CCS projects require substantial investment, with opportunities in various industries and a potential for significant growth.
Deep dives
The Importance of Carbon Capture and Sequestration in Energy Transition
Carbon capture and sequestration (CCS) is highlighted as a crucial element in the energy transition, as discussed in the podcast. With the revamped 45Q guidance, companies like Cone Resnick Capital have shown a keen interest in CCS due to its role in decarbonization. Legislative changes, including increased tax credit values, have significantly improved the economic viability of CCS projects and aligned with sustainability goals, setting the stage for substantial growth in the industry.

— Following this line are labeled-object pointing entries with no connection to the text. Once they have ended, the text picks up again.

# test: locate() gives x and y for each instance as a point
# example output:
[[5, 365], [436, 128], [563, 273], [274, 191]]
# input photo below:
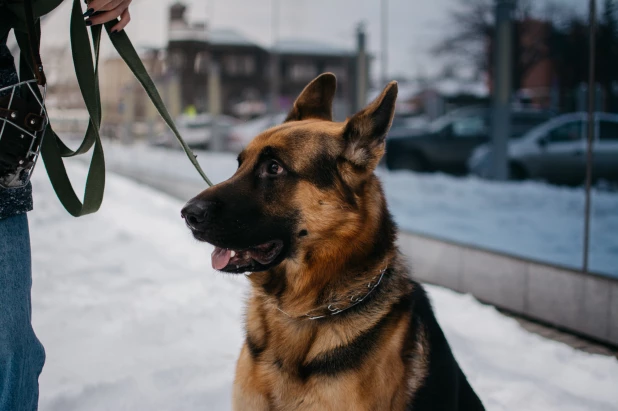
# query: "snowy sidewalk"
[[133, 318], [525, 219]]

Opportunities and Markets for Carbon Capture
CCS opportunities primarily lie in the power sector, focusing on lower-cost facilities with pure CO2, such as ethanol plants. Various industries, including natural gas, coal, biomass facilities, and hydrogen, present avenues for CCS. Globally, there are currently around 20 to 25 operating facilities, with projections indicating the potential for multi-hundred to thousands of viable projects. The investment required for CCS projects ranges from $500 million to $1.5 billion, showcasing the scale and impact of these initiatives.
Challenges and Future Outlook for Carbon Capture Projects
The main challenges facing CCS projects are their capital-intensive nature and longer construction and development timelines due to EPA requirements and monitoring obligations. Despite proven technology, there is a need for substantial upfront investment and ongoing monitoring costs. The recent legislative changes and IRS guidance have propelled momentum in the CCS industry, paving the way for future growth. The long-term success of CCS projects hinges on continued policy support, financial incentives, and market scalability, with the potential for direct pay options and enhanced tax credits on the horizon.
Nick Knapp, senior managing director, and Mike Yurkerwich, director with CohnReznick Capital, join us to talk about what sponsors need to know to finance carbon capture and sequestration (CCS) projects. We discuss what CCS is and why it is an important component of the energy transition, what the current market for CCS is in the US, the market drivers spurring growth, capital requirements for CCS projects, key financing considerations, what financing structures are most likely to increase comfort for financing CCS projects and more.